My SQL team (Qinyuan Du, Yubo Han, Baoping Huang, Junpeng Man) and I won the third prize of TiDB Hackathon 2019 for their project “Root Cause Analysis of SQL Bug Based on Path Statistics”.

Read a routine on Hacker News about an Oracle engineer working on a bug:

  • Take a couple of weeks or so to understand how 20 parameters can cause bugs in a magical combination.
  • I changed a few lines of code, tried to fix the bug, and the submitted test cluster started running nearly a million test cases, which usually took 20-30 hours.
  • If you are lucky, there will be more than 100 cases, sometimes thousands of cases, so you have to pick a few and find 10 parameters that you didn’t notice before.
  • After another two weeks, I finally found the real parameter combination that caused the bug and ran all the tests.
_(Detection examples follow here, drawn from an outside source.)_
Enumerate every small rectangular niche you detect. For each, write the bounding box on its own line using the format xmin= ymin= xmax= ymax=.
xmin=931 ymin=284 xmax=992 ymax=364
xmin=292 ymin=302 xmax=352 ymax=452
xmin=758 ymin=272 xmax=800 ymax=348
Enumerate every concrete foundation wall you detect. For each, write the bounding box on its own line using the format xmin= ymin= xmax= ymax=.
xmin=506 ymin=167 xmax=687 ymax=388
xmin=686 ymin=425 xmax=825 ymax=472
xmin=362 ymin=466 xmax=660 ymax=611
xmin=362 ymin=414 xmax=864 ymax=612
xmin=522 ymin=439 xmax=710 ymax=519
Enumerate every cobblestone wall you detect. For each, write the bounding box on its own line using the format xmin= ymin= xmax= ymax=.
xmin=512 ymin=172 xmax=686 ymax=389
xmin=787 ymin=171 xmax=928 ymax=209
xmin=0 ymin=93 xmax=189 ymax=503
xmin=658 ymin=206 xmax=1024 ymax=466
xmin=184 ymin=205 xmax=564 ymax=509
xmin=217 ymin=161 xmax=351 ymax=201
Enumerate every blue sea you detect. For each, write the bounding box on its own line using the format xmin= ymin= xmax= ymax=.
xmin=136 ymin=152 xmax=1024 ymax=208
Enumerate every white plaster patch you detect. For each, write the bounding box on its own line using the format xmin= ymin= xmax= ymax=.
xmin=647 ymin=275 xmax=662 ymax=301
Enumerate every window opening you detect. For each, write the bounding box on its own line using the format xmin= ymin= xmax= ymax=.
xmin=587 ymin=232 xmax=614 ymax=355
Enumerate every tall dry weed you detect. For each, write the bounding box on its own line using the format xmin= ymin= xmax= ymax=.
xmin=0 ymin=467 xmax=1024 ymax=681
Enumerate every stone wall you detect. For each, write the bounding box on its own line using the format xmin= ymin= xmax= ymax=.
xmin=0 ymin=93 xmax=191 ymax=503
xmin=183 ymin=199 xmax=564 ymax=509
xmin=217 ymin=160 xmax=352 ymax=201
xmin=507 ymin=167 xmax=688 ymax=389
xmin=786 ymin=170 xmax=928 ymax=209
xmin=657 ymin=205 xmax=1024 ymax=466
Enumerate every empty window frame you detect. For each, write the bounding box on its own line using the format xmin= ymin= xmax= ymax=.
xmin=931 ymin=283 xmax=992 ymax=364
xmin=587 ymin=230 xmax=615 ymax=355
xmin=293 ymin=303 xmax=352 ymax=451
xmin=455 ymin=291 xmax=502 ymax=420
And add more than 100 test cases to ensure coverage of his changes.
  • After more than a month of code review, his changes were finally merged and the next bug was addressed…

Later the engineer sighed, “I don’t work for Oracle anymore. Will never work for Oracle again!”

With nearly 25 million lines of C code in Oracle 12.2, testing complex systems is hard, hard, and arduous. And testing of a distributed database is more complicated, we never know what kind of SQL, users may write table structure and index of how many kinds of combination, in addition to consider when cluster nodes downtime, as well as by network jitter, disk performance degradation, the influence of such factors as possible is almost unlimited.

So is there a way for the program to automatically find bugs for us?

This seemed like a good idea, and with this idea, we formed a team to participate in TiDB Hackathon 2019, and unexpectedly won the third prize.

How to “let the application automatically locate bugs while sleeping”?

The idea of the project is actually very simple. If we can analyze the code path of enough experiments with statistical methods in each case run, we can find out the code suspected of bug, and the final result is visually presented by the front end in the way of code coloring, and the effect as shown in the following figure is obtained:

This is an experiment we did on a TiDB PR in Hackathon. The darker and brighter the color, the more likely it is to contain faulty logic. This method is not only suitable for database system testing, but also for any other complex system.

The principle behind it

The project was initially inspired by a VLDB paper APOLLO: Part B: Automatic Detection and Diagnosis of Performance Regressions in Database Systems thanks to authors from Georgia Tech and eBay. This paper focuses on how to diagnose the code that causes database performance rollback, and the core ideas are also applicable to bug detection. The automatic diagnosis system mentioned in this paper is composed of SQLFuzz, SQLMin and SQLDebug modules.

  • SQLFuzz: Is responsible for randomly generating SQL and using binary lookup to locate the two versions of performance rollback and pass them to the SQLMin module.
  • SQLMin: Simplifies the SQL generated by SQLFuzz using the pruning algorithm, obtains the minimum SQL that can reproduce the problem, and sends it to the SQLDebug module. The goal is to reduce extraneous code paths and reduce noise.
  • SQLDebug: Inserts source code so that it can output the execution path of the code during SQL execution. Then the code paths of the two versions are analyzed and a statistical model is built to locate the problem.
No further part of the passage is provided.